Repairing my Ford Car - Not Another Ford Repair Manual
The first step is to find a suitable safe area to carry out the repair. It should be
level and away from moving traffic. You may wish to cone off the area or use
signage to warn people about the repair you are doing.
DO NOT LEAVE THE KEYS IN THE IGNITION AS THIS COULD
RESULT IN SOMEONE TRYING TO MOVE THE CAR AND CAUSE
SERIOUS INJURY TO BOTH PARTIES.
Once a suitable place has been found, it is time to make the car safe. Apply the
hand brake and place a chock underneath the wheel. If you are working on the
rear then chock the front, vise versa if you intend to work on the front, like we
are, then chock both rear wheels. Look in the Ford owner’s handbook for the
best place to jack up the car.
Once the jack is in place, you need to loosen the wheel nuts. If you have steel
wheels and they are covered with plastic wheel trims remove them and then
undo the wheel nuts. If you have alloys then the wheel nuts will be visible to
the eye. Only loosen them at this point. Once they are slightly loose, jack up the
car until the tire is away from the hard standing.
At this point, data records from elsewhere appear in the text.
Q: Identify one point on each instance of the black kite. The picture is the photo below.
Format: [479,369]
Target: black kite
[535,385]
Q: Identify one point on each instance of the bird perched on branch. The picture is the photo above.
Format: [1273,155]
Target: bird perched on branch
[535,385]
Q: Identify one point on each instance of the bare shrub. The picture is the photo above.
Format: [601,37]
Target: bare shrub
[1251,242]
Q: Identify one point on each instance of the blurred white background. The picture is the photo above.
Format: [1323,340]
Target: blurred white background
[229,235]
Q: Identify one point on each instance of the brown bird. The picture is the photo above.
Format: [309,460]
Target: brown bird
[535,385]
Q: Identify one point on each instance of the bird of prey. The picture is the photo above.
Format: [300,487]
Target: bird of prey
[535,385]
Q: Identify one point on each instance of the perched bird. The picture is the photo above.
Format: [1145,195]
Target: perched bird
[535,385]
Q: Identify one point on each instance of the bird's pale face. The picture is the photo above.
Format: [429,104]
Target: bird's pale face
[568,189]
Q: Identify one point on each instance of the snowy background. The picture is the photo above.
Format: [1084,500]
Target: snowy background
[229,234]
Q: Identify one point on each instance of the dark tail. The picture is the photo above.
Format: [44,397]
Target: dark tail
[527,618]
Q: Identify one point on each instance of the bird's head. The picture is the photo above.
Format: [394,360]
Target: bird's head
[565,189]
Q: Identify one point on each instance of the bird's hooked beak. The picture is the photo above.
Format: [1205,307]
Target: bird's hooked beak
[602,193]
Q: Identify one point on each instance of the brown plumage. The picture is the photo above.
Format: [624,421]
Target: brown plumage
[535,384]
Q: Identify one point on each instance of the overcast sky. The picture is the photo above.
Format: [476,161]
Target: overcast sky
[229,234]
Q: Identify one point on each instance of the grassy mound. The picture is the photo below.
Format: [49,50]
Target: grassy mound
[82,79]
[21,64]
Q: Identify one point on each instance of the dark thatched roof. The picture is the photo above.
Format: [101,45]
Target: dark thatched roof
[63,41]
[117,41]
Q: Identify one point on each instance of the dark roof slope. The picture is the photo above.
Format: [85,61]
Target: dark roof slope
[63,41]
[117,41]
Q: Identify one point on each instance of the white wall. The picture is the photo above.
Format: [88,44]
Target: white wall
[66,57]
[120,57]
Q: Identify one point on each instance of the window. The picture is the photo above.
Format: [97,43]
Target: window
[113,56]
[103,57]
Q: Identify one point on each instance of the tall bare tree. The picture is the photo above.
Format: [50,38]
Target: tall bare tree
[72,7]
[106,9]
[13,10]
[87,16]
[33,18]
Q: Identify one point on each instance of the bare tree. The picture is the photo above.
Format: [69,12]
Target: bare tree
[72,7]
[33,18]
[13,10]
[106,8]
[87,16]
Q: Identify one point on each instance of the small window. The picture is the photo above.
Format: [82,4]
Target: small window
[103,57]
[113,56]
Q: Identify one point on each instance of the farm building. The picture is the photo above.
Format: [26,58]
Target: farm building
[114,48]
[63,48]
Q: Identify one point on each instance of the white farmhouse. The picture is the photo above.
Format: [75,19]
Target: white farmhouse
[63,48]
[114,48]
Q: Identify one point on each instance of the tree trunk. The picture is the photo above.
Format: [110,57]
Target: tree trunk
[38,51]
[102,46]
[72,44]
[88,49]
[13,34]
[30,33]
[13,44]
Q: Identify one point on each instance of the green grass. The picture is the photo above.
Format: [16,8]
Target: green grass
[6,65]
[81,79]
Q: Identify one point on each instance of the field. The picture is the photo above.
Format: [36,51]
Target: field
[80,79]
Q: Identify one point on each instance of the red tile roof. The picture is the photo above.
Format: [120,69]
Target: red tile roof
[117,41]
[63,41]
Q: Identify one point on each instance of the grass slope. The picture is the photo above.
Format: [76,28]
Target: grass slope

Remove all the wheel nuts and place them in a safe place. It is time to lift off
the wheel and tire. I always like to place the wheel under the chassis leg as an
extra safety measure.
If the car was to fall, it will go no further than the wheel rim. If you have axel
stands then you may wish to use them. One further tip is to do one side at a
time. You will have the other side as a reference if you forget where a
particular clip or spring my go.
Depending on what year your Ford car was produced, the break caliper will be
held on by either Allen keys or thirteen-millimeter nuts. Once again, check
your Ford owner’s manual to check which one is particular to your model.
Use a flat bar or screwdriver and force back the piston that pushes the brake
pads on to the disc. Remember to unscrew the break fluid reservoir cap. This
will allow any trapped air to escape.